— Но не с Бойланом же, — горько заметил Рудольф. — С этим тщедушным мерзким человеком, стариком.
— Не такой он и старый, — ответила она. — И не такой уж тщедушный.
— Выходит, он тебе понравился? — с обвиняющим видом упрекнул он ее.
— Мне понравился секс, — возразила она. Ее лицо внезапно посерьезнело. — Мне понравилось заниматься любовью больше всего на свете. Такого я прежде никогда не испытывала.
— В таком случае почему же ты убегаешь?
— Потому что я давно уже здесь живу и если останусь еще, то все кончится браком с ним, понимаешь? А Тедди Бойлан не пара для твоей чистой, красивой сестренки. Не ему на ней жениться. Довольно сложно, не так ли? Тебе это трудно понять? А разве твоя собственная жизнь не такая сложная? Разве тебя не снедает, не изводит греховная, темная страсть? Женщина, которая старше тебя, которую ты регулярно навещаешь, когда ее мужа нет дома, а?
— Нечего насмехаться надо мной, — оборвал он ее.
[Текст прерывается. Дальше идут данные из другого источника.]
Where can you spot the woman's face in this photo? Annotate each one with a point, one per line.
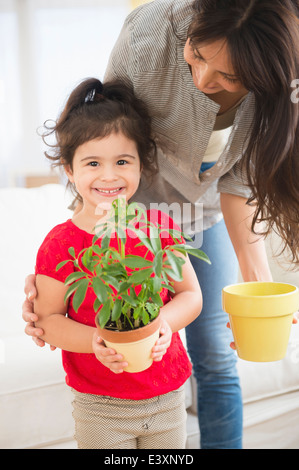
(211, 68)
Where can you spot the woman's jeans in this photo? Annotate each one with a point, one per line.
(208, 340)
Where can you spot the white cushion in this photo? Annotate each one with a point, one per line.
(35, 402)
(261, 380)
(27, 216)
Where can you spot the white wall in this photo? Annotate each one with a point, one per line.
(47, 47)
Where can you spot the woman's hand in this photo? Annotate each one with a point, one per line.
(107, 356)
(163, 342)
(28, 314)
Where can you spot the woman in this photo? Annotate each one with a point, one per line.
(216, 76)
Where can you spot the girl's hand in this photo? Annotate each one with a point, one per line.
(163, 342)
(107, 356)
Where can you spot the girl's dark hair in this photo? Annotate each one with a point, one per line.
(95, 110)
(263, 40)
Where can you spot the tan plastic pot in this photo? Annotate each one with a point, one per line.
(135, 345)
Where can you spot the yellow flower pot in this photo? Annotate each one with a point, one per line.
(260, 315)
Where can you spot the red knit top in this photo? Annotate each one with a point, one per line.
(84, 372)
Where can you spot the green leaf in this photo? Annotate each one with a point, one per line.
(144, 239)
(157, 265)
(153, 309)
(129, 300)
(145, 316)
(123, 287)
(133, 261)
(74, 277)
(194, 252)
(155, 239)
(87, 258)
(175, 263)
(116, 310)
(173, 275)
(100, 289)
(96, 304)
(157, 281)
(104, 313)
(70, 291)
(139, 276)
(80, 293)
(72, 251)
(156, 300)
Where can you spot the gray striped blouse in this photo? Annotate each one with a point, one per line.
(149, 54)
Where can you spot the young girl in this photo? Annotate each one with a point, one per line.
(104, 143)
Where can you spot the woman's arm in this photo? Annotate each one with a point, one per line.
(59, 330)
(249, 248)
(185, 306)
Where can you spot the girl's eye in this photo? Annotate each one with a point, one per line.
(196, 55)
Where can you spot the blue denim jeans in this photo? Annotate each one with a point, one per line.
(220, 409)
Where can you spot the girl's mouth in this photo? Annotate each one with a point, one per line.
(109, 192)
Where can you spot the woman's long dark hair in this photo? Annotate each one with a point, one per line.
(263, 40)
(95, 110)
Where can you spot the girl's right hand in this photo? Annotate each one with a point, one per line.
(107, 356)
(28, 314)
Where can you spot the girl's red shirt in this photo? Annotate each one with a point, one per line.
(84, 372)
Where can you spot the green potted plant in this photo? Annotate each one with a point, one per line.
(113, 275)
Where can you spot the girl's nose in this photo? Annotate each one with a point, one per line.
(204, 76)
(108, 174)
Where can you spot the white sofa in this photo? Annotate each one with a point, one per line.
(35, 403)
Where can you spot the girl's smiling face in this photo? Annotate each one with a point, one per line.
(104, 169)
(211, 68)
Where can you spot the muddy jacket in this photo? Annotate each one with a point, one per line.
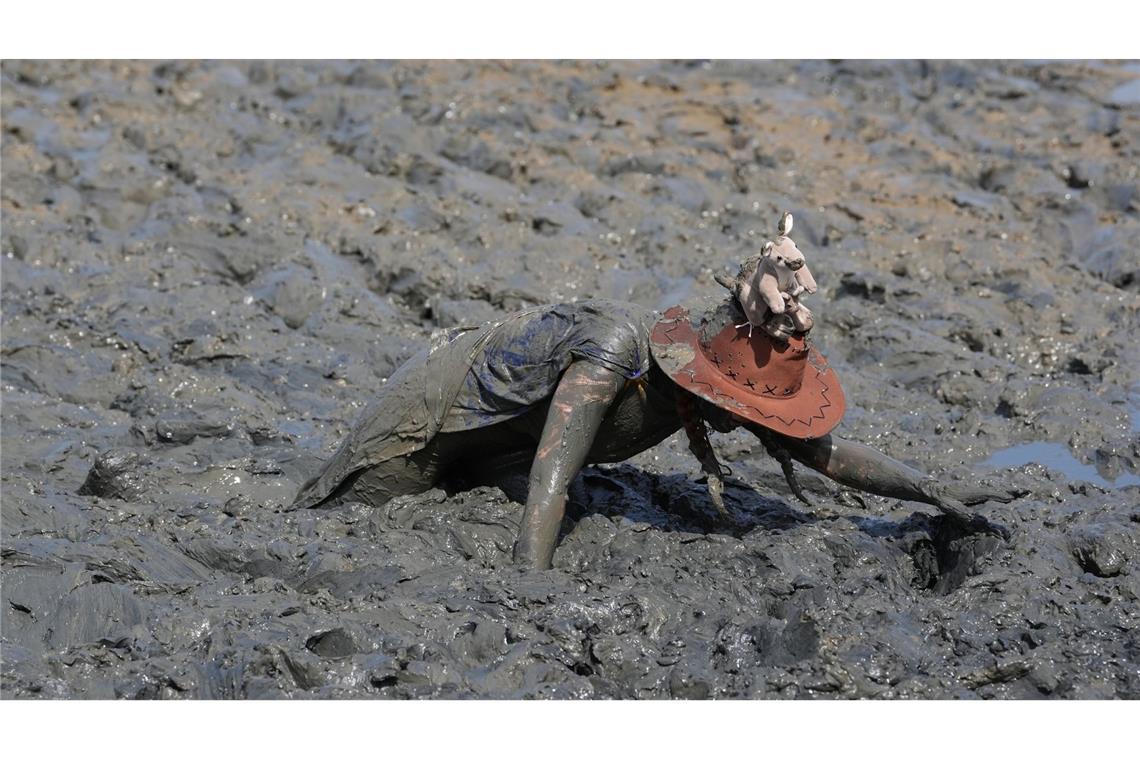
(471, 378)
— Прости меня, прошу тебя, — сказала она и, похлопав его по руке, подозвала бармена. Когда он подошел, она сказала: — Еще одно виски. — Тот пошел выполнять заказ, а она продолжала: — Мать напилась, когда я уходила. Она была пьяна, одна допила все вино, купленное на твой день рождения. Кровь агнца. Только это и требуется нашей семье. — Гретхен говорила о семье так, словно речь шла о чужаках, незнакомцах. — Захмелевшая чокнутая старуха, обозвала меня проституткой. — Гретхен недовольно фыркнула. — Вот тебе милое прощание с дочерью, уезжающей жить в большой чужой город. Уезжай отсюда и ты, — хрипло сказала она. — Уезжай, пока они не искалечили тебе жизнь. Уезжай из дома, в котором ни у кого нет друзей, где дверной звонок никогда не звенит.
— Никто меня не калечит, — возразил Рудольф.
— Не морочь мне голову, братец, — сказала Гретхен. — Война идет в открытую. Тебе меня не одурачить. Всеобщий любимчик, и тебе абсолютно наплевать на весь окружающий мир, наплевать тебе, живут люди вокруг тебя или уже все вымерли. Если ты не считаешь, что такой человек не калека, то можешь посадить меня в инвалидную коляску в любую минуту. — К ним подошел бармен, поставил стакан с виски перед ней, добавил из сифона содовой.
— Что ты мелешь, черт тебя подери, — воскликнул Рудольф, резко вставая. — Если у тебя такое обо мне мнение, то для чего я здесь? Я ведь тебе не нужен!
— Нет, не нужен, — подтвердила она.
— Вот, держи квитанцию за багаж, — сказал он, протягивая бумажку.
— Спасибо, — медленно произнесла она, словно оцепенев. — Ты сегодня сделал свое доброе дело. Я — свое.
Рудольф оставил ее одну за столом в баре. Гретхен допивала второй стакан виски — красивая девушка с привлекательным овальным, покрасневшим на скулах лицом, с блестящими глазами, с широко открытым жадным, чувственным ртом, с горечью в сердце, но уже такая далекая, уехавшая за тысячу миль от своей уютной комнатки над пекарней, от отца с матерью, от братьев, от любовника, на пути к громадному городу, который ежегодно поглощал в своей пучине миллион таких девушек, как она!
Рудольф медленно шел домой. Слезы выступили у него на глазах. Он плакал из-за себя, только из-за себя. Его брат, его сестра — правы. Ах как правы! Их суждения о нем верны, справедливы. Ему нужно меняться. Но как? Что требует в нем перемен? Его гены, его хромосомы, его знак зодиака?
Приближаясь к Вандерхоф-стрит, он остановился. Ему противна сама мысль о возвращении сейчас домой. Ему совсем не хотелось увидеть свою мать пьяной, ему не хотелось увидеть поразительный, ненавистный взгляд отца, превратившийся в недомогание, в болезнь. Рудольф пошел к реке. На поверхности водной глади пылал закат, и вода была похожа на расплавленную сталь. До него доносился прохладный спертый запах, запах холодного погреба. Сев на прогнившую скамейку возле заброшенного склада, в котором отец хранил свою гоночную лодку, Рудольф смотрел на противоположный берег. Там, вдали, что-то двигалось. Это была лодка его отца. Он неистово работал веслами, свирепо, ритмично, взрывая лопатками весел тихую воду, он греб вверх по течению. Внезапно вспомнил, что отец убил двоих человек: одного заколол штыком, другого — ножом. Он чувствовал внутри жуткую, гулкую пустоту. Выпитое виски обжигало грудь, и он чувствовал горький противный вкус во рту.